So tomorrow it's back to hospital (a different hospital, in fact, but when you're staring at the ceiling blearily they all look much the same) to have a bit more surgery done.
This time it's nothing so baroque or flamboyant as on my last excursion: merely a matter of having arterial stents ("kissing stents" is the rather charming technical term) emplaced in both legs via a puncture in my groin area; as a special bonus, they shave my groin for free!*
As far as I can understand, the experience should be roughly the same as for the angiogram I underwent a few months ago, and I ought to be back home by evening. I get the impression that for the next few days I may be of use for not much else but looking pitiful and occasionally drooling in an earnest manner -- two activities for which I have a pronounced talent. If I'm up to it, I'll do some research reading for Bogus Science; if the residual anaesthetic is still making my mind wander, I guess my reading matter will be . . . less demanding. To be honest, I have my fingers crossed I should be able to carry on work as usual: there's a lot to be done.
Recovery should be fast thereafter. My hope is to get across to Nottingham, UK, for Fantasycon in mid-September, where there's the possibility I can do something to assist my novel The Dragons of Manhattan, currently in severe danger of being "orphaned" owing to circumstances beyond its publisher's control (major illness, something that's of course far more important than the fate of any novel . . . yet I have to think about the novel too).

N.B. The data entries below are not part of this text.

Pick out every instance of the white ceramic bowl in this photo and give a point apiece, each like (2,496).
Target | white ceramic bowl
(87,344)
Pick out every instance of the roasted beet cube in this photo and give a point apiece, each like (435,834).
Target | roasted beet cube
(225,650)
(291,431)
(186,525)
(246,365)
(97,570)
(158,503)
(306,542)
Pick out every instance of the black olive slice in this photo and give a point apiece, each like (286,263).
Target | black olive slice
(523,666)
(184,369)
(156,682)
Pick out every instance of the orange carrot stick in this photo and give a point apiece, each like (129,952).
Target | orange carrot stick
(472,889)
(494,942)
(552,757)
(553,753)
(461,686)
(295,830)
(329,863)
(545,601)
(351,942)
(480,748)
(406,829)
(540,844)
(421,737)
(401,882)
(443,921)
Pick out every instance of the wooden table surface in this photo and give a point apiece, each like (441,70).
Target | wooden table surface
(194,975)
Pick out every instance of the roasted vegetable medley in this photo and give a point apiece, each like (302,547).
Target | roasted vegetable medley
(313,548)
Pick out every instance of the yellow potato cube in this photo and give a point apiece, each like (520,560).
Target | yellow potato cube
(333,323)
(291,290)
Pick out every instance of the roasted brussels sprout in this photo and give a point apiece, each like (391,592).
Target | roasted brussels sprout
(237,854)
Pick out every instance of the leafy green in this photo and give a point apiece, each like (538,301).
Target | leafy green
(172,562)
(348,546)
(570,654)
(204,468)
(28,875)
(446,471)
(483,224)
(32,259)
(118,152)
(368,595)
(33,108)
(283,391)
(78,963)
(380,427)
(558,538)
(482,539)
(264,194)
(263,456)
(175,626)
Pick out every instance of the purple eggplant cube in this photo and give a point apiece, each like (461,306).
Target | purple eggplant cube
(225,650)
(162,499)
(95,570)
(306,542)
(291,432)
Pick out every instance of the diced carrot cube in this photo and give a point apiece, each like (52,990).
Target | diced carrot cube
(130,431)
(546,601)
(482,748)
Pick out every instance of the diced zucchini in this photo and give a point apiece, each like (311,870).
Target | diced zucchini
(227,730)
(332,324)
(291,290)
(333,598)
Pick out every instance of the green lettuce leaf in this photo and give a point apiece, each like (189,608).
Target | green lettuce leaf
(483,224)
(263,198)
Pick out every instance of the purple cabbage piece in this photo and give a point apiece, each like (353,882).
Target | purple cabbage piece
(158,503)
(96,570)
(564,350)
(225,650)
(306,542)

If I do make it across, this'll necessarily be -- for reasons of both expense and time -- a down-and-dirty trip, just there and back, with none of the bopping around to see friends/rellies that's usually a major part of such ventures.
Of course, another lure of Fantasycon is that it'd be nice to be there in person for the British Fantasy Awards ceremony, just to witness first-hand my failing to pick up a BFA for the anthology New Writings in the Fantastic. I've managed to miss the vast majority of awards ceremonies in which I've had an interest, so . . .
* As they did preparatory to angiogramming me. My innocent fantasies of this act being performed by a Barbarella-style delight were shattered cruelly when the nurse in question appeared at my bedside, complete with his nautical swagger and his bulging, tat-adorned biceps. All that was missing was the can of spinach.